He wiped away the big drops of sweat that trickled down his cheeks.
“Ah, well, I will look after this validation myself,” said the minister sharply. “I will write to what’s-his-name to hurry up with his report; and even if I have to be carried to the Chamber—”
“Your excellency is unwell?” asked Jansoulet, in a tone of interest which, I swear to you, had no affectation about it.
“No—a little weakness. I am rather anaemic—wanting blood; but Jenkins is going to put me right. Aren’t you, Jenkins?”
The Irishman, who had not been listening, made a vague gesture.
“Tonnerre! And here am I with only too much of it.”
And the Nabob loosened his cravat about his neck, swollen like an apoplexy by his emotion and the heat of the room. “If I could only transfer a little to you, M. le Duc!”

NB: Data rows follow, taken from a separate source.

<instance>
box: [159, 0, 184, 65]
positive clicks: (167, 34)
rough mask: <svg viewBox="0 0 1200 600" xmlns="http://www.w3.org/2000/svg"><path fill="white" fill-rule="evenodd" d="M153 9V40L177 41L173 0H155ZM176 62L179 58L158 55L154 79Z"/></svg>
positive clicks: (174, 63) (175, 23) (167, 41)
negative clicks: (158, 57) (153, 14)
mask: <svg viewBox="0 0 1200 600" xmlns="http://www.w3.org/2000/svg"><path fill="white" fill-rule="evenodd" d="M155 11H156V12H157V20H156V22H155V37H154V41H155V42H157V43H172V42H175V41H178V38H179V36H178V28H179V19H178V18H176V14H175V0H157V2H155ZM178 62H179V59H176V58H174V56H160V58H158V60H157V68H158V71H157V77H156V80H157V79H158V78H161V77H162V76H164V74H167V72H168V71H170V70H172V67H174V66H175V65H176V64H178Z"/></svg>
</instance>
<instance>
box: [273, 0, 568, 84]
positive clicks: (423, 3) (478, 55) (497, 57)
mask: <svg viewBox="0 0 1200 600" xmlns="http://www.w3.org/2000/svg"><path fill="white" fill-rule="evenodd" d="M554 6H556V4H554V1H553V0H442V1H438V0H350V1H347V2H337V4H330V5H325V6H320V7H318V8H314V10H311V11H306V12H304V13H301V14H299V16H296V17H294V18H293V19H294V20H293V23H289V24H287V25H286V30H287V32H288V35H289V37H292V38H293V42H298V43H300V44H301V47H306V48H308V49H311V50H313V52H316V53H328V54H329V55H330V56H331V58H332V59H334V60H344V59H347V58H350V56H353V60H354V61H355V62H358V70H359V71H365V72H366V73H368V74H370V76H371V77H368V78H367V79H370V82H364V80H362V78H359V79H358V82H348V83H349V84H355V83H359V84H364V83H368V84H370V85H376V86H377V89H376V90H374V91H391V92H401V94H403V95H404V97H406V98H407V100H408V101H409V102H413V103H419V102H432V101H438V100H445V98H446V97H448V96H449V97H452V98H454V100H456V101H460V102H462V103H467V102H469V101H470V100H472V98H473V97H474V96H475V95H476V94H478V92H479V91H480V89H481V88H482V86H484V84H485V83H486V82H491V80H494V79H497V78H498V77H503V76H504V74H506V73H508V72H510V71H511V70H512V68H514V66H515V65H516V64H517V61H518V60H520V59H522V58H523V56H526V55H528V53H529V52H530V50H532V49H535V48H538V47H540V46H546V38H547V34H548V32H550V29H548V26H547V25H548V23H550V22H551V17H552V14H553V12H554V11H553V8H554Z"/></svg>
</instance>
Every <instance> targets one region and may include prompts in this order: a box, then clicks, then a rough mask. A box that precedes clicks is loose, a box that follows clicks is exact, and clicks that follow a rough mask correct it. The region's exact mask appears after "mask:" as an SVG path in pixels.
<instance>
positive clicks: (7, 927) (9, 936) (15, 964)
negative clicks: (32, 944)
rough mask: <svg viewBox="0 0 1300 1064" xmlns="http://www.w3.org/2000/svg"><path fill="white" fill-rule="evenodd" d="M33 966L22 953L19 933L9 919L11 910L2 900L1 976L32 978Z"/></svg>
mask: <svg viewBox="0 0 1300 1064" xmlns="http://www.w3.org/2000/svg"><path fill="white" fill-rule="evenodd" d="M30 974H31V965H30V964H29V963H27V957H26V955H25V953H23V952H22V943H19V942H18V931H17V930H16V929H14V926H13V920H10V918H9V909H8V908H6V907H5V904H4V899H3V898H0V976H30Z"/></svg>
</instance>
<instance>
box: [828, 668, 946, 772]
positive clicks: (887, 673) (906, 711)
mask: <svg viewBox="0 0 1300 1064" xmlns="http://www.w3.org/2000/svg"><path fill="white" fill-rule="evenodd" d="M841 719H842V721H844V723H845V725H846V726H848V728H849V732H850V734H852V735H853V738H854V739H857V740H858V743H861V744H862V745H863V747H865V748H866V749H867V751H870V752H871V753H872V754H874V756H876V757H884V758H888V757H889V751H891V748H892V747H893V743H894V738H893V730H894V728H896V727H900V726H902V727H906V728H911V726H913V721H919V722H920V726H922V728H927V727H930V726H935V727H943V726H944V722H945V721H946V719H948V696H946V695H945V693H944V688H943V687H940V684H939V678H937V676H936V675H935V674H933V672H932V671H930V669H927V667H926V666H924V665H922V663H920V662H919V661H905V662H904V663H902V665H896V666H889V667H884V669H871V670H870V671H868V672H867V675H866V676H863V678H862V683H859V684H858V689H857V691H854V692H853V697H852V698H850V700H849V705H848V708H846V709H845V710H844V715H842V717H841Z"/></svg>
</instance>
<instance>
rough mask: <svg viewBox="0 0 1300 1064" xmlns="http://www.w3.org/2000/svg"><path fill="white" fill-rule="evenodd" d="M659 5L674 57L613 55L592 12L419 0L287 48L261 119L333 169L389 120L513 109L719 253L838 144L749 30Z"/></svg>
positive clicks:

“It would be an excellent thing for both,” said the Minister of State with pale irony. “For you, especially, who are a violent fellow, and who at this moment need so much self-control. Take care on that point, Jansoulet. Beware of the hot retorts, the steps taken in a fit of temper to which they would like to drive you. Repeat to yourself now that you are a public man, on a platform, all of whose actions are observed from far. The newspapers are abusing you; don’t read them, if you cannot conceal the emotion which they cause you. Don’t do what I did, with my blind man of the Pont de la Concorde, that frightful clarinet-player, who for the last ten years has been blighting my life by playing all day ‘De tes fils, Norma.’ I have tried everything to get him away from there—money, threats. Nothing has succeeded in inducing him to go. The police? Ah, yes, indeed. With modern ideas, it becomes quite a business to clear off a blind man from a bridge. The Opposition newspapers would talk of it, the Parisians would make a story out of it—’The Cobbler and the Financier.’ ‘The Duke and the Clarinet.’ No, I must resign myself. It is, besides, my own fault. I never ought to have let this man see that he annoyed me. I am sure that my torture makes half the pleasure of his life now. Every morning he comes forth from his wretched lodging with his dog, his folding-stool, his frightful music, and says to himself, ‘Come, let us go and worry the Duc de Mora.’ Not a day does he miss, the wretch! Why, see, if I were but to open the window a trifle, you would hear his deluge of little sharp notes above the noise of the water and the traffic. Well, this journalist of the Messenger, he is your clarinet; if you allow him to see that his music wearies you, he will never finish. And with this, my dear deputy, I will remind you that you have a meeting at three o’clock at the office, and I must send you back to the Chamber.”
Then turning to Jenkins:
“You know what I asked of you, doctor—pearls for the day after to-morrow; and let them be extra strong!”